I mean it when I say this is enormous. It’s the difference between a To Do list that you will use and one that just becomes this enormous long stupid hateful damn bloody list of a million things you still haven’t done yet, you total failure.

So it’s a shame that not every To Do app does start dates. My beloved OmniFocus does. (The screenshot above comes from OmniFocus for Mac where start dates are now called Defer Until dates. Apparently people got confused. But start dates are so crucial that the term is now burnt into me.) Other apps have it too: the online one Asana, the iPhone one Appigo To Do. It’s hard to give you a definitive list of what does and doesn’t have it because it changes a lot – and because some software firms look like they’ve only added start dates because customers wouldn’t stop shut up about them. The feature is there but, my lights, it’s hard to find.

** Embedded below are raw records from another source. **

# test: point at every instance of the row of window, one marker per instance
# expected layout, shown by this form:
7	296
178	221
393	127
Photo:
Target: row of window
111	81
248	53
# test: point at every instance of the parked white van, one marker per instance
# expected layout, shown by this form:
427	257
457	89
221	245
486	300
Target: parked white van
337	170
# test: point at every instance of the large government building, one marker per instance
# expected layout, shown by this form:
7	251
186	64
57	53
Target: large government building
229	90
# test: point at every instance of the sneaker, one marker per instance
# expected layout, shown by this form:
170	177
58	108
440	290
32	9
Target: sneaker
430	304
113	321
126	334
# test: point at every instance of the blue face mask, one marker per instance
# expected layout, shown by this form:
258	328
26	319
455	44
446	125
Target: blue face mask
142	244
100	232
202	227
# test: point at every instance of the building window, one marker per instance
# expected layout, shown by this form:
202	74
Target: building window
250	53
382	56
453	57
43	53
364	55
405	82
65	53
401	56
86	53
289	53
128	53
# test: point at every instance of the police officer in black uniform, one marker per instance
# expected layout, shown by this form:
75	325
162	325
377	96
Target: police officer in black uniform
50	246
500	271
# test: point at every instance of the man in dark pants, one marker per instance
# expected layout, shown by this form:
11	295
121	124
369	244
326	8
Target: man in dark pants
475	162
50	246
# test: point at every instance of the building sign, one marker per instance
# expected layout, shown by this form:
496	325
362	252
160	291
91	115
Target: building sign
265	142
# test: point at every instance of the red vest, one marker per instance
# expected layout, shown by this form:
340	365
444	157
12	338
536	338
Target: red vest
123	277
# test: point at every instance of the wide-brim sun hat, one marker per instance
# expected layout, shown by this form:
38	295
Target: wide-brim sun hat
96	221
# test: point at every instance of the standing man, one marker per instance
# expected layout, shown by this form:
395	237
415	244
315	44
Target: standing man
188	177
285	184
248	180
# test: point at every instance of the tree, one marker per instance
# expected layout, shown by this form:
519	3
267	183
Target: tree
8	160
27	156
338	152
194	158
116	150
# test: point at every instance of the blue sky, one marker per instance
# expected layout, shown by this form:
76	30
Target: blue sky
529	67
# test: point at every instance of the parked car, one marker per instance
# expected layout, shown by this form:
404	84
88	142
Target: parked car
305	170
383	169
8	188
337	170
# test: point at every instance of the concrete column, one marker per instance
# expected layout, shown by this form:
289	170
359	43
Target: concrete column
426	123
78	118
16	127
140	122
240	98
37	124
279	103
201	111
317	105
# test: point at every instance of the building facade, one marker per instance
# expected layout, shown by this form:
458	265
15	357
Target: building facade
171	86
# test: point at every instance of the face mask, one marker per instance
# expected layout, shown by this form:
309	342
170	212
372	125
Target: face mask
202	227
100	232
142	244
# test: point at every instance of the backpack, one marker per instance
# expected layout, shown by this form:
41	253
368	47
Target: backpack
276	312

You’d think you could just google like “omnifocus start date app review” or somesuch and get the answer for any app, but you simply can’t. Do try it. If you’re considering a particular To Do app, definitely google whether it has start dates. Be prepared to dig through articles. If the app is free, just get the bleedin’ app and try looking in that. But look for it, hope to find it, be prepared that you may not.

And if you don’t, fake it.

Do this:

  1. Give your task a deadline, a due date, that is really the day you should start it
  2. Call that task something like “Do that thing which is due on 1st May”
  3. Create another task called “Do that thing” and give it a due date of 1st May or whatever the the real deadline is

It’s two tasks instead of one. And you may see both on your list every day, but typically your app will at least put them at the bottom of the list until the first deadline appears.

It works. It’s not elegant. There’s a strong chance that it’ll go wrong: if you tick the first one, the starting task, when you begin it but you don’t finish on that day, you have to remember to continue it tomorrow.

Have you noticed that I’ve avoided saying oh, to hell with it, just buy OmniFocus?